Well, there's Fewa Lake and we spent a lovely hour being rowed around it, watching the clumps of hyacinth floating past and the boatloads of people travelling to and from the little temple on the little island in the middle of the lake for festival blessings. As I mentioned, Dasain is a 10-day festival, and it was good fun being amongst everyone as they all dressed up in their finest (especially the women), visited each other and sported huge tikas on their foreheads and bunches of rice stalks behind their ears. Lots of swings and big clunky wooden ferris wheels are erected at Dasain and we discovered that it is really good luck to leave the ground for even a few seconds during Dasain.

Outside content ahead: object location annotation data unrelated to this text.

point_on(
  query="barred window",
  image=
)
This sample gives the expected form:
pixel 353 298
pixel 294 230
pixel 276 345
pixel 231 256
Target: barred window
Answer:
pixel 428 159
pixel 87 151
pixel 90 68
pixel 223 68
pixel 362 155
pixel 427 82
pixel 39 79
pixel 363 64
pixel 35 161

Well, we managed to dispense with the need for a swing altogether as at one point during the arduous bus journey to Pokhara (see last post) we hit a pothole that sent us completely airborne from our seats! There's only one part of Dasain that is a little hard to take and that is the wholesale sacrifice of goats. The family next door to our hotel had a cute little black goat tied up in the garden for all of Saturday and Sunday. Then late Sunday afternoon it was led inside and we never heard from it again.....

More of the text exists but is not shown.